Figure S2. Immunohistochemistry for SARS-CoV-2 nucleocapsid protein showing negative staining of healthy skin (note the scarce, non-specific, positive staining of the basal layer of the epidermis) (A); negative staining of a CL (B) and a pre-pandemic idiopathic chilblain (C); negative staining of healthy lung (D), COVID-19 lung (E) and pre-pandemic ARDS lung (F); and negative staining of healthy at-term pre-pandemic placenta (G). H) Strong and clear granular positivity of syncitiotrophoblasts of the placenta of a SARS-CoV-2 positive patient, with respect to endothelial cells (haematoxylin and eosin; magnification: x20 for all images).

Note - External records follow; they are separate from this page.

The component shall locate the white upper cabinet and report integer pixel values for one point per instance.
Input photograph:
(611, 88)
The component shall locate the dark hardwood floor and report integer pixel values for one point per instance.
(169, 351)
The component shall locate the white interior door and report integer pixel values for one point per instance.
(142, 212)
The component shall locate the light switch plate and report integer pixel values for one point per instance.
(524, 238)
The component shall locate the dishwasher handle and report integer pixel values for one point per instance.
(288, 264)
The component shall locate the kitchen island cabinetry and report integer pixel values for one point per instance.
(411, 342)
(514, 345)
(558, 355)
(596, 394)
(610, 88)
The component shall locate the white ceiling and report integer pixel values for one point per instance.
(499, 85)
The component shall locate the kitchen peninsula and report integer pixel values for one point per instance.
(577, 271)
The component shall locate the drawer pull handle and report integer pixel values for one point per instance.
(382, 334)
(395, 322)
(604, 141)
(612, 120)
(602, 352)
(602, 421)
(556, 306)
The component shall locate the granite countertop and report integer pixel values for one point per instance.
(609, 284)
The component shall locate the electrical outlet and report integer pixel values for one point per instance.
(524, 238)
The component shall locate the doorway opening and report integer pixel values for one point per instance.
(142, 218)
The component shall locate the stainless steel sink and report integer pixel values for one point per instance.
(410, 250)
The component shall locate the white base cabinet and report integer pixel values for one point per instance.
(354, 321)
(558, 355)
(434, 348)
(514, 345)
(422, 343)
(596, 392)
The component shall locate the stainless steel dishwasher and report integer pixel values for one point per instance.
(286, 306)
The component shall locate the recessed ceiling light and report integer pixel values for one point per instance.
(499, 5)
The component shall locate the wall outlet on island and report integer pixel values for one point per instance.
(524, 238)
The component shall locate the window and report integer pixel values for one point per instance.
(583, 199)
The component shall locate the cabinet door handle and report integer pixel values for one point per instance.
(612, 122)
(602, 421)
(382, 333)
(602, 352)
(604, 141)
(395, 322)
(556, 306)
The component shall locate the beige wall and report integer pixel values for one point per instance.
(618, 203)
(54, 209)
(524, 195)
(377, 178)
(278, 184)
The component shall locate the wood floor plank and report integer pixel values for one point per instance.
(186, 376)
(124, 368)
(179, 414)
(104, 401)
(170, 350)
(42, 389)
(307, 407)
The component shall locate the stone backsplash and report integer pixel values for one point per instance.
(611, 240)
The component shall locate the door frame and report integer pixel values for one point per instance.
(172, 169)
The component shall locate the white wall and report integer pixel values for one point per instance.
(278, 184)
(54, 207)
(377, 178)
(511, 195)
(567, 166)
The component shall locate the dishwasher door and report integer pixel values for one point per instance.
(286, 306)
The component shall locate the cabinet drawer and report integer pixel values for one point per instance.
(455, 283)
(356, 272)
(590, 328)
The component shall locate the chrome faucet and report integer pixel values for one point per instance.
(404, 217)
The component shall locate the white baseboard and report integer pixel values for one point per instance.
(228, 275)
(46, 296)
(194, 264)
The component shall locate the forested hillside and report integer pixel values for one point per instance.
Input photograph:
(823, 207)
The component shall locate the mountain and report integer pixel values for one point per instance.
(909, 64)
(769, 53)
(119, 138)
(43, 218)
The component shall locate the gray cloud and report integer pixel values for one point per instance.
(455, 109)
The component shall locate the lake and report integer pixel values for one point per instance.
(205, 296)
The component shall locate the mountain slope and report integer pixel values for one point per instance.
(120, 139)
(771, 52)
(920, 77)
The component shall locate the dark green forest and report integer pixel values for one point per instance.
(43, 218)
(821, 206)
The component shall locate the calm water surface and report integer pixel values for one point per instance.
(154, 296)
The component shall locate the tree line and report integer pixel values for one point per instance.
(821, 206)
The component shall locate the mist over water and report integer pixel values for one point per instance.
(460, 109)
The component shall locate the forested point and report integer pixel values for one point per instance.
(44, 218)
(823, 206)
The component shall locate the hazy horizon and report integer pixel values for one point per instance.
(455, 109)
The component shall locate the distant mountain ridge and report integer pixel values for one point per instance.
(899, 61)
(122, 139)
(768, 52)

Figure S3. Immunohistochemistry for angiotensin-converting enzyme 2. A) Positive staining of eccrine glands in healthy skin. Eccrine glands and the endothelium of a CL (B) and a pre-pandemic idiopathic chilblain (C) remain strictly negative, and some rare pneumocytes in healthy lung stain positive (D), however, staining is slightly stronger in pneumocytes, endothelial cells and lymphocytes of SARS-CoV-2-infected lung (E) and pre-pandemic ARDS lung (F). G) Positive staining of syncitiotrophoblasts of healthy at-term pre-pandemic placenta which is stronger in the placenta of a SARS-CoV-2-positive patient (H) (haematoxylin and eosin; magnification: x20 for all images).